Park Plaza at Hall Office Park in Frisco. Park Plaza is fully leased thanks to the demand from restaurants and beauty concepts like Triple Crown Salon.

CRE Opinion

Three Reasons Why Small Retail Looms Large

In retail, small tenants are showing they can be just as powerful as the big guys, says Weitzman's Bob Young.

At a time when our grocers, our restaurants, and our retailers can meet your needs not just in-store but with delivery and pick-up, it’s important to realize how critical they are to our communities. They’re called ‘community’ and ‘neighborhood’ centers for a good reason.

Sometimes, the little guy wins.

And in retail, small tenants are showing they can be just as powerful as the big guys when it comes to attracting traffic, sales, and customer loyalty.

That’s one reason why Dallas-Fort Worth and our other major Texas metros are seeing occupancy jump while new construction declines.

New space is still being built, which (almost) goes without saying in a market like Dallas-Fort Worth. We’ve got economic growth, job growth, and population growth that leads the nation. And that creates a lot of retail demand for goods and services.

Bob Young

But in today’s ‘shop everywhere’ environment, the big guys are focusing a lot of attention on existing stores to make sure they perform at the highest level whether the customer buys in-store, online, and picks up at the store or schedules delivery.  That’s one important factor behind the slowdown in big anchor expansions.

Reason 1: Smaller retailers offer what the Internet can’t

Today’s smaller tenants are expanding because they provide experiences, products, or services not easily found online. We all know you can’t visit the dentist or get your hair cut or your manicure online.

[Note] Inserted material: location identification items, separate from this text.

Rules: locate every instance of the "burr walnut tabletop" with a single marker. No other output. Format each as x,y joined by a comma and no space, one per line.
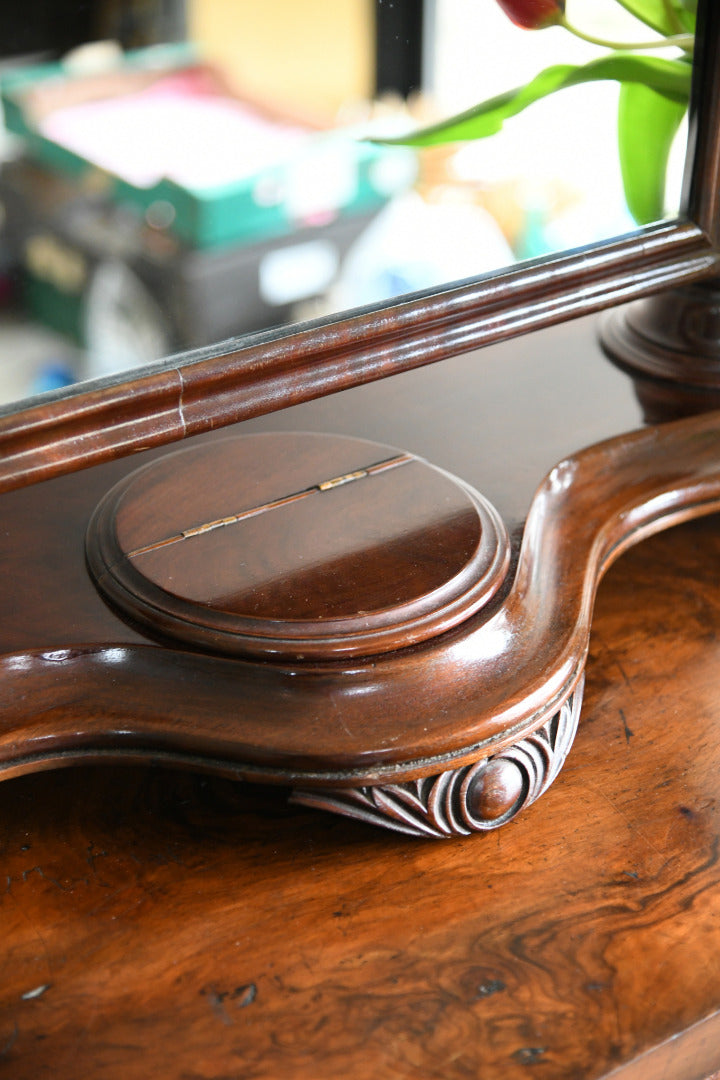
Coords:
167,923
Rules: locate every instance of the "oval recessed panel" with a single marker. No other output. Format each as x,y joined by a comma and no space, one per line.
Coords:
296,545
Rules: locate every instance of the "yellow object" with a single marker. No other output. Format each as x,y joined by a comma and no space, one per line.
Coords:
309,57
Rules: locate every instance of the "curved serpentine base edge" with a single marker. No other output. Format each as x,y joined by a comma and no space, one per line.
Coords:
475,798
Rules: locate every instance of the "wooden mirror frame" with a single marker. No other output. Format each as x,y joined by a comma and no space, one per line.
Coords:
436,736
200,391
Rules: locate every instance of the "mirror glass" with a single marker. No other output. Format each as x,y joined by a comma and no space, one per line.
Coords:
179,172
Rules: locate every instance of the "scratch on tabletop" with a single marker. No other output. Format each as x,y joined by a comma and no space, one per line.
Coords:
628,732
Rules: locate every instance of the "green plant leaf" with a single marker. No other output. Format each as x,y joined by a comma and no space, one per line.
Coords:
653,13
687,12
667,78
647,124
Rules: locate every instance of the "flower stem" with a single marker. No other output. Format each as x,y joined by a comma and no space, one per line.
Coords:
684,41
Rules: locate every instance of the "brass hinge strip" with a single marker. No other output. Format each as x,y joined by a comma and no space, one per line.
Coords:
326,485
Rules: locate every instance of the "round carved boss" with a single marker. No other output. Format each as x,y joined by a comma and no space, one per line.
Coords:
296,545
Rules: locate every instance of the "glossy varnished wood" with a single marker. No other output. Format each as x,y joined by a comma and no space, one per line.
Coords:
160,923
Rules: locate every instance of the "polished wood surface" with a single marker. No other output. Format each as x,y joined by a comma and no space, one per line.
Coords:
238,380
162,923
296,544
80,684
444,703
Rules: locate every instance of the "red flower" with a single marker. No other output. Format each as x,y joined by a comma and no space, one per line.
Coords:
533,14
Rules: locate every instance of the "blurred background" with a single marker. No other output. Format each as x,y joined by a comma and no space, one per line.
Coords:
177,172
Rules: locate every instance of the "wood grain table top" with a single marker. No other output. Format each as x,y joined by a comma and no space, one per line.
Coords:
164,923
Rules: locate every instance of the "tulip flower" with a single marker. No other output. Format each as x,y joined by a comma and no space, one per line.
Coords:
533,14
653,96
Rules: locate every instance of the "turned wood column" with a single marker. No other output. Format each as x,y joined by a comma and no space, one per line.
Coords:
670,346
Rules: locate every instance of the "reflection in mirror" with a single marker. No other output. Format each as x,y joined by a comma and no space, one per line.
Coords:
199,170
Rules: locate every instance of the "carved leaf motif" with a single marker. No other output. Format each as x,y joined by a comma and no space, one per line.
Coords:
474,798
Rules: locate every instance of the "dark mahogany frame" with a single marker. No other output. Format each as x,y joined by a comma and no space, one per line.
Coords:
197,392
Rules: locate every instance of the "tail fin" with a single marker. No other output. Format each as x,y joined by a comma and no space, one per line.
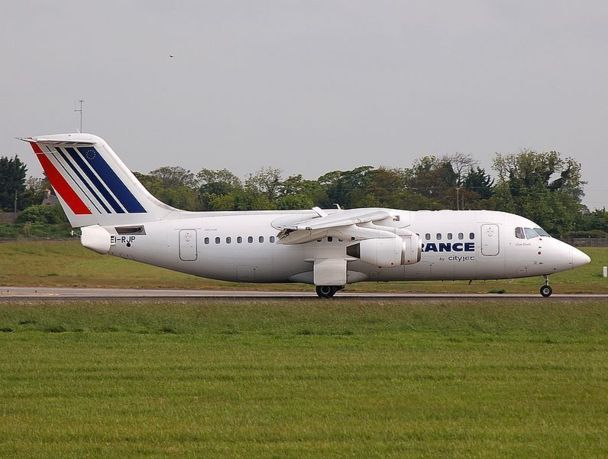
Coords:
93,185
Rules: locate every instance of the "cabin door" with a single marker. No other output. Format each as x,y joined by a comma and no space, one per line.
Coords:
187,245
490,240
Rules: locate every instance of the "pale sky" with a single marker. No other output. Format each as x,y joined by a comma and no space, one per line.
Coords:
310,86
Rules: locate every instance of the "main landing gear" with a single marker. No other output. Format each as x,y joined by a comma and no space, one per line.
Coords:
546,290
327,291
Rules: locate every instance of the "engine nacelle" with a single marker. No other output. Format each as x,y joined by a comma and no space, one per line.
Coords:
388,252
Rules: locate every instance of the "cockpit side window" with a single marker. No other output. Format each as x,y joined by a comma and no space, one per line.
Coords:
530,233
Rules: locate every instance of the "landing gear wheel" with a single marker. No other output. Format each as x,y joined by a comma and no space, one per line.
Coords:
327,291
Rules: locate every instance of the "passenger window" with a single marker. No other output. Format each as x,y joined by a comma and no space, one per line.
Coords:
541,232
530,233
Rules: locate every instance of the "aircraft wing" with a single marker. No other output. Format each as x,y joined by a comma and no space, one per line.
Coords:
346,224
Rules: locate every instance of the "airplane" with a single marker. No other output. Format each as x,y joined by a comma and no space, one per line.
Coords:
328,248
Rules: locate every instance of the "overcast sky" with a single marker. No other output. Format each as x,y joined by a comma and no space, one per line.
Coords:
310,86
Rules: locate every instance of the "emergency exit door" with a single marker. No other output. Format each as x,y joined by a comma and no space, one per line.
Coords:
490,240
187,245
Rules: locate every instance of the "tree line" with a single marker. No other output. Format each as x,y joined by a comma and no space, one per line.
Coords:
542,186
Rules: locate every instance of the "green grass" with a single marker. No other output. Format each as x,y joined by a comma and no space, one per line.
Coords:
68,264
304,378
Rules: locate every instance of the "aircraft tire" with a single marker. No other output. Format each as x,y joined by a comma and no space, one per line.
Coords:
327,291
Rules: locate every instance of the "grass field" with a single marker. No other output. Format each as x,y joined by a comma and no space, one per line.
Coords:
304,378
67,263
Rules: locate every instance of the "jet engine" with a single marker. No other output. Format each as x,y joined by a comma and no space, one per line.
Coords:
388,252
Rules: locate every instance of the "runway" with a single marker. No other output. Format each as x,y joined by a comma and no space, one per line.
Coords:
49,293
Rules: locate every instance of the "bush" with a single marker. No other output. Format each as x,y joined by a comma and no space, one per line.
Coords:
42,214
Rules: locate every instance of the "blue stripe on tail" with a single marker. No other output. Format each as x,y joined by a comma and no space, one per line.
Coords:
100,186
69,163
111,179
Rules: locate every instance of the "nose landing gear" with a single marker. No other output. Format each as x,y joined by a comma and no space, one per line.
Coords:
546,290
327,291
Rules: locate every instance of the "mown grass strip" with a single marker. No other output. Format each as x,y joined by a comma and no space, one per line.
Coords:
305,378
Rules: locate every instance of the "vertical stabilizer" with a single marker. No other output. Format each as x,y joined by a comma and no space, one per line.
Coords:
93,185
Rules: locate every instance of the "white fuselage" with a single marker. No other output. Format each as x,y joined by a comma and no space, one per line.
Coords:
243,246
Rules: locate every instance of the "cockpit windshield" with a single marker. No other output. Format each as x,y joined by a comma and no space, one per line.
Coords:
530,233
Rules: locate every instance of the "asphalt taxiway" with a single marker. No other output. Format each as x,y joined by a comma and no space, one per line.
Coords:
46,293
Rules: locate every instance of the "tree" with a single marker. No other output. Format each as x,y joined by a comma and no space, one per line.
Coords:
266,181
171,176
540,186
12,183
346,188
214,184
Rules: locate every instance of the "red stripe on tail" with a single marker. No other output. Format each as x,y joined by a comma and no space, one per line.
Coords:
62,187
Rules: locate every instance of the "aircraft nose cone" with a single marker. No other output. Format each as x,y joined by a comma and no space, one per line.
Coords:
579,258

And while you can get restaurant food delivered, the waiting lists and crowded dining rooms around D-FW remind us that most of us still enjoy the social aspect of dining out.

Reason 2: Average center size is also shrinking

The numbers in D-FW tell the story.

Weitzman research shows that our 200-million-square-foot retail market currently reports 94.0 percent occupancy, the highest rate recorded in 38 years.

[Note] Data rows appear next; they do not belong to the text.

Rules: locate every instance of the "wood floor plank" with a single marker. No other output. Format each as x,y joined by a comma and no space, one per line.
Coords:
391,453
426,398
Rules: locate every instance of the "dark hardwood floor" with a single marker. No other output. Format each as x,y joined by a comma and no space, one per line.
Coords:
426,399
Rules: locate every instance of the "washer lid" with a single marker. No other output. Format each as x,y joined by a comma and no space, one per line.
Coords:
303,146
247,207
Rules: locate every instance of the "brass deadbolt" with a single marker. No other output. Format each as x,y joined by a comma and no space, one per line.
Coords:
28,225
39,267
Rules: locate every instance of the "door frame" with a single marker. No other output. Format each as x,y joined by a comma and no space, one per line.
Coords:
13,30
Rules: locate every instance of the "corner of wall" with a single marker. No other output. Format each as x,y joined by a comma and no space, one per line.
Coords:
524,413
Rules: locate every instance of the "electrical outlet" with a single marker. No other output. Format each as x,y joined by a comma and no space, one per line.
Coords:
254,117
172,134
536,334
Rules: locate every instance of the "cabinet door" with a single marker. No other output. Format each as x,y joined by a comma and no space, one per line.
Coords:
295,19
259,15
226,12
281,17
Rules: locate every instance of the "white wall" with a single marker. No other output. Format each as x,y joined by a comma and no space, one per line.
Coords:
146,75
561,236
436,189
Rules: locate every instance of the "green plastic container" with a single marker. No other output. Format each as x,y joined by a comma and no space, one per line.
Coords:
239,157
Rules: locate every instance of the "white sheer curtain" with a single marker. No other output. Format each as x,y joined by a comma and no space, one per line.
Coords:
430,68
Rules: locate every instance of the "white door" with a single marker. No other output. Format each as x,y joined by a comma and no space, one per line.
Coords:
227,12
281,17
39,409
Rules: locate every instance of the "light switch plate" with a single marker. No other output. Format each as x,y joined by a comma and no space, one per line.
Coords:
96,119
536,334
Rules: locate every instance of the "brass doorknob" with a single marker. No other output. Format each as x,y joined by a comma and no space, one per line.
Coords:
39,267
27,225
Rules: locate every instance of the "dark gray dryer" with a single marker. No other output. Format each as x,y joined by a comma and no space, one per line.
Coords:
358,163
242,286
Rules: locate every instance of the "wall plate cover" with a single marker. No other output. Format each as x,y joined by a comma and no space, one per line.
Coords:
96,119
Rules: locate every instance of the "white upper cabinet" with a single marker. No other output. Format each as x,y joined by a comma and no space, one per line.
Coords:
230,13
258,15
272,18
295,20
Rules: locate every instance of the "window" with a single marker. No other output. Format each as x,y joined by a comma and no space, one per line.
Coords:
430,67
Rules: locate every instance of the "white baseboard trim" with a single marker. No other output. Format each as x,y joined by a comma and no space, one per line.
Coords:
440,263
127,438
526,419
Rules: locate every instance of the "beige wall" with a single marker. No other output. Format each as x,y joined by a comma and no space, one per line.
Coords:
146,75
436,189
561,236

Even though occupancy rose over the past year, construction declined. D-FW added only 1.8 million square feet of multi-tenant retail marketwide during 2019. That was down from 2018’s also-low total of 3.5 million. This is a market that less than two decades ago would add that much square footage in a single submarket.

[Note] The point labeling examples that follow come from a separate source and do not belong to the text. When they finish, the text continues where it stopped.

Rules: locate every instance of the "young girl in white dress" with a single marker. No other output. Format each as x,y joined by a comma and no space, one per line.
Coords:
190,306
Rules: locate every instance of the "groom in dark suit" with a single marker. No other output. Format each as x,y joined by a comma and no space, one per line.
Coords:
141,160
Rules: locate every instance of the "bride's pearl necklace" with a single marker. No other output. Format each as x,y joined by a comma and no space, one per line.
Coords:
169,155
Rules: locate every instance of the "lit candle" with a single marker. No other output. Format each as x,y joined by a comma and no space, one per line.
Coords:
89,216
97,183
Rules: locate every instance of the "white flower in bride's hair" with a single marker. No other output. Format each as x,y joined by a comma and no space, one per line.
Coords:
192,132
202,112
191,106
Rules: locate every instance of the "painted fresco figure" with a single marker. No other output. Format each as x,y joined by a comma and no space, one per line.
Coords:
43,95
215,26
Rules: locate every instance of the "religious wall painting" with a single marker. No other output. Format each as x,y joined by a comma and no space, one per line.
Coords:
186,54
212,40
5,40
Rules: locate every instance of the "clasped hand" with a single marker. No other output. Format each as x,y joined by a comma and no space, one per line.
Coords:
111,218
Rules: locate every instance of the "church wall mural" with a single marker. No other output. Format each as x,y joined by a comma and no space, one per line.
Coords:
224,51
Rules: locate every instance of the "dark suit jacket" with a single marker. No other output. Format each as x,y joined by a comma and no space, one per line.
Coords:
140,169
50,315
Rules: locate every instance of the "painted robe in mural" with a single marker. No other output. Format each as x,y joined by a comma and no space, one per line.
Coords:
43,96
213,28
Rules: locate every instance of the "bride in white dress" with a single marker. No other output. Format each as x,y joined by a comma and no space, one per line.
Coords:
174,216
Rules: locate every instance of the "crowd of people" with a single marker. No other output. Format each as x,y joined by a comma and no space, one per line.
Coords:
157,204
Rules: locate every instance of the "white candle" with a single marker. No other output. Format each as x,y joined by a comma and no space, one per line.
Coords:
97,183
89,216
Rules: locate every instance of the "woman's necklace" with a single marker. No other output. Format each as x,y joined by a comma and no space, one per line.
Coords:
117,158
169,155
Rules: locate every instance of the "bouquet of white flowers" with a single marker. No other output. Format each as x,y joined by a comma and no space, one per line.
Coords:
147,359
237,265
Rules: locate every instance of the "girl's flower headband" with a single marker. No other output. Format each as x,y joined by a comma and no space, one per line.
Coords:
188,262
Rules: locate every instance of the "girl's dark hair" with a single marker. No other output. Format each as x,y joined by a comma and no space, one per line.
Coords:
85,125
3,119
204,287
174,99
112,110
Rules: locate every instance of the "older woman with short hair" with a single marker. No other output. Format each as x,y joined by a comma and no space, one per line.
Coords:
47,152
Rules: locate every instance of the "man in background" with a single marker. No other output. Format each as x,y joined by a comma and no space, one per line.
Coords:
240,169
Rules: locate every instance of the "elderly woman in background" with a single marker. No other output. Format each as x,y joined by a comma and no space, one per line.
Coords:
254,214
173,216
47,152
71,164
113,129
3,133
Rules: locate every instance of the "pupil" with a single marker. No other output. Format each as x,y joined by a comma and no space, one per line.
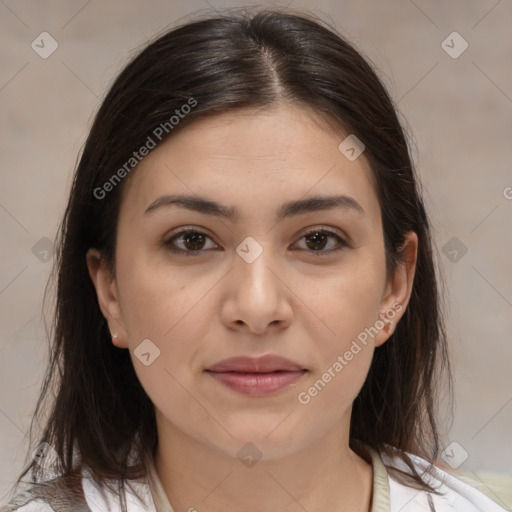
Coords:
196,241
320,240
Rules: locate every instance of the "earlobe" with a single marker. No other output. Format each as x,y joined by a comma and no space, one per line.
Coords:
398,290
106,292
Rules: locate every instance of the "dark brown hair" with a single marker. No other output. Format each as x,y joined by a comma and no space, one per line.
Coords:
100,415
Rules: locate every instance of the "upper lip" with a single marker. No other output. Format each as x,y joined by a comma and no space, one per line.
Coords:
263,364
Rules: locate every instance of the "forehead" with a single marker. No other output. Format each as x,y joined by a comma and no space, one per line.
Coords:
255,158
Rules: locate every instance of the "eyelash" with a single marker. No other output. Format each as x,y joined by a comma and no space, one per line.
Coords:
343,244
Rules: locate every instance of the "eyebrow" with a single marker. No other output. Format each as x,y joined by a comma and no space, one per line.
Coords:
289,209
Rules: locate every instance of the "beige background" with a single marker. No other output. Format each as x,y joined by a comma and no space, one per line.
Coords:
459,111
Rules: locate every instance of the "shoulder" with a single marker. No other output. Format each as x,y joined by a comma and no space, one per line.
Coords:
80,494
19,504
454,493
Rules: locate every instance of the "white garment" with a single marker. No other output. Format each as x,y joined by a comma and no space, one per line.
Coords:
388,494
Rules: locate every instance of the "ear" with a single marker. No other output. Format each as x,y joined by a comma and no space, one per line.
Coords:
108,301
398,290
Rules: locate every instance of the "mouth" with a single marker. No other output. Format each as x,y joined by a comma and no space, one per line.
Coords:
257,383
258,376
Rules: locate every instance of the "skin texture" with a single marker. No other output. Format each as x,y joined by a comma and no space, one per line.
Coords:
201,309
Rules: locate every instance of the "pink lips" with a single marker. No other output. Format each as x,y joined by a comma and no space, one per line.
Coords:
256,376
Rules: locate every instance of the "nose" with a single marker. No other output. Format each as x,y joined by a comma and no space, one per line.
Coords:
258,299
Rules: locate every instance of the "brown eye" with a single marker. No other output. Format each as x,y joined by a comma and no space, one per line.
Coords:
317,240
191,241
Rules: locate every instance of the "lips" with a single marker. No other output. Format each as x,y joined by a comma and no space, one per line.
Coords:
264,364
257,376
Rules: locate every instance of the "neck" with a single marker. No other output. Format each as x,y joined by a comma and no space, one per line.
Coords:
324,475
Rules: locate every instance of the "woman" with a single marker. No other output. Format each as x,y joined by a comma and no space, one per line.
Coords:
248,314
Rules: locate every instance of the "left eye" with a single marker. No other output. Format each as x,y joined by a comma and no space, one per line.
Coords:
193,242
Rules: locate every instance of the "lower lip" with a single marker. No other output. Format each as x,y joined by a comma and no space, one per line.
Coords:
257,384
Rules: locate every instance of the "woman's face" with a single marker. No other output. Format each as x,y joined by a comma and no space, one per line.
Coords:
259,281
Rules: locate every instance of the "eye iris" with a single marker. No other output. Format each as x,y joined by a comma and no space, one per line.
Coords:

The decline is the result of a lot of factors, including limited anchor expansions, rising construction costs, diligent lending standards, and extensive redevelopments.

Thus one noteworthy factor is the rise of smaller retail projects. In 2009, the average new center built was 124,300 square feet. In 2019, that average shrank by almost half to 64,600 square feet. Smaller retail for smaller tenants.

Reason 3: The numbers tell the story

To see the growth in the small-tenant base over just the past five years, Weitzman looked at the most typical small tenants found in an ideal community or neighborhood center.

We looked at three key categories of small tenants in retail centers: Restaurants, Health and Beauty, and Medical and Dental.

In 2015, Health and Beauty accounted for 2,412 tenants in our retail market. Five years later, that number has jumped to 2,746.

For Medical and Dental, the totals climbed over five years from 1,453 to 1,570.

For Restaurants, the numbers are even more telling. In five years, the number of small-format restaurants in our database grew from 2,971 to 4,614.

And restaurant growth is widespread. We survey a database with 1,417 multi-tenant retail centers, and 1,139 of these centers host at least one restaurant location.

Bonus Reason: D-FW’s smallest retail centers are enjoying their best performance ever!

The Neighborhood Center category includes smaller unanchored retail strips from 25,000 square feet to as large as 100,000 square feet. This category, occupancy-wise, has typically been the weakest in D-FW. To make my point, just a decade ago, we reported that Neighborhood occupancy was an abysmal 83 percent.

But the multi-family boom has densified many of our neighborhoods, and smaller tenants looking to serve this density are giving small strip centers new energy. As a result, the Neighborhood category is reporting the highest occupancy we have ever seen: 92.5 percent.

More proof of the big power of the small tenant!

Bob Young is Executive Managing Director at Weitzman.